Wednesday, September 23, 2009

Almost October

Four months ago, we were anxiously awaiting our court date that was scheduled for two short weeks later. Then came the abandonment investigation. Although disappointed, we understood the reasoning behind ensuring adoptions were being conducted in a lawful and ethical manner. Waiting without knowing when courts would open was tough. The anticipation and race of getting courts reopened and assigned another court date prior to the annual closure was unexplainable. The courts opened and began passing cases in late July. Although we tried our best to not get our hopes up, we were completely deflated when the courts closed again in late August without us having passed court. Blog stalking didn't work in my favor during this process. Reading day after day about families passing was discouraging to say the least. Obviously we were thrilled for those families, but I'm not going to try to kid myself or you into thinking there wasn't some jealousy there. We dreaded the closure, but when it happened, a weird peace came over us. We realized the day to day anticipation was gone. We knew there was no opportunity to be assigned a court date until October. During this time, we began receiving pictures of Gabe. Our son, that we first saw a picture at 7 weeks of age is now 8 months old. We are so grateful to have the opportunity to send him a package and get pictures of him prior to meeting him. The faith and knowledge of "it will happen when its right" and "everything happens for a reason" became our belief in the adventure of meeting our son.
But now here we are...one week before the end of September. One week before October. Two weeks before courts reopen. WE ARE THRILLED that courts will be opening and the opportunity for us to finally meet and bring Gabe home are upon us, yet something weird has happened. The feelings are coming back. The anxious, stressful and desperate need for updates and progress feelings are back. Not what I was wanting or anticipating, but here they are. Please let us get a quick court date and pass!

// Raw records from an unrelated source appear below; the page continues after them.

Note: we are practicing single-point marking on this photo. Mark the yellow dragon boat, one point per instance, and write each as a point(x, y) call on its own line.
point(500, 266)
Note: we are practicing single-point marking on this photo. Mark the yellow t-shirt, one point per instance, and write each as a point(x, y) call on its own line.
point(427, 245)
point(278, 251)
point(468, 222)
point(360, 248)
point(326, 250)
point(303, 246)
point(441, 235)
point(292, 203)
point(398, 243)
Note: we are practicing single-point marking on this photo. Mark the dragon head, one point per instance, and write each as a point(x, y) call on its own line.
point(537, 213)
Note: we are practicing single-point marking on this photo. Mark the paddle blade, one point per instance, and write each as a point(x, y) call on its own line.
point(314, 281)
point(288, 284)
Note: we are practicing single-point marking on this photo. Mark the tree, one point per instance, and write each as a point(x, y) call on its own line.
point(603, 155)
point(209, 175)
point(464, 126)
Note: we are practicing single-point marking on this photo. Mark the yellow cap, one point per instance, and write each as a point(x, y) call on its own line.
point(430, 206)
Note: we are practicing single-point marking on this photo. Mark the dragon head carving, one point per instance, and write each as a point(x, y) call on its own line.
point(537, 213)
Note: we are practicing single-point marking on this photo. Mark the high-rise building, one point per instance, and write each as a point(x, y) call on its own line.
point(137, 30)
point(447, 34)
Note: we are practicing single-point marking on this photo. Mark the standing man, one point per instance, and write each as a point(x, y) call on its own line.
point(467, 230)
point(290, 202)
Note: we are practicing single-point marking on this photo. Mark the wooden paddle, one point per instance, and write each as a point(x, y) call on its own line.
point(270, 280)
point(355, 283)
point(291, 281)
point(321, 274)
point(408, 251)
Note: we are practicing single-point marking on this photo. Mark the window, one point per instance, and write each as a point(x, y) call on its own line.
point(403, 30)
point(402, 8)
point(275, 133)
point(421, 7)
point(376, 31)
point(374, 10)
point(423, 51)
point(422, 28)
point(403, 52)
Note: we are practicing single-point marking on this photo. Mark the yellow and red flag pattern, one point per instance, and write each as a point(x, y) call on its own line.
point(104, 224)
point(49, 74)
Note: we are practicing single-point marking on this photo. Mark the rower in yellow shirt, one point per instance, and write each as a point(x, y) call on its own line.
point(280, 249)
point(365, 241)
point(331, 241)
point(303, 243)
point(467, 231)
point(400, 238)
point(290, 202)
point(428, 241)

Why am I blogging this? I'm not quite sure. I guess you could consider it a warning label. Moody Woman on Board.

6 comments:

Jennifer said...

You rock! You captured it SO perfectly.

I said the same thing to a friend of mine about this part of the wait stage. I coined it the "stop, drop, and race" phase. The phone rings. My heart stops. Then drops. Then races. And then when I look at Caller ID and realize it is NOT my coordinater, my heart plummets, I sigh, and I reluctantly answer. The month of September was beautifully free of all of that drama and the emotions that go with it. Like you, I feel them creeping back in though. I've heard rumors that the judges will be back on Monday 9/28 "getting things in order." And maybe assigning dates? I love the idea that they may come back early, but I will truly miss the peace of mind and freedom I've felt over the past 5 weeks.

Now, back to the death grip of the cell phone.

May we hear something quickly and soon!

Marcia said...

You're in my thoughts and prayers!!
Marcia K.

Andrea Nielsen said...

I will watch out! I know that it is frustrating, but know there are lots of us praying Gabe home.

kitzkazventure said...

Awww, I feel for you all! Praying for a quick response as soon as courts open! :)

The Mom of 'em said...

Praying for you all, Michelle. I wish I could snap my fingers and get him in your arms RIGHT NOW! I know there isn't really anything to say that will make it better...take away the anxieties...but just know we are praying for you...and we can't wait to meet our new nephew/cousin. He has no idea he has been chosen to be the son of two amazing parents. Lucky, lucky boy.

The Barnett's said...

It's October!! We're praying for a quick court date for ya'll!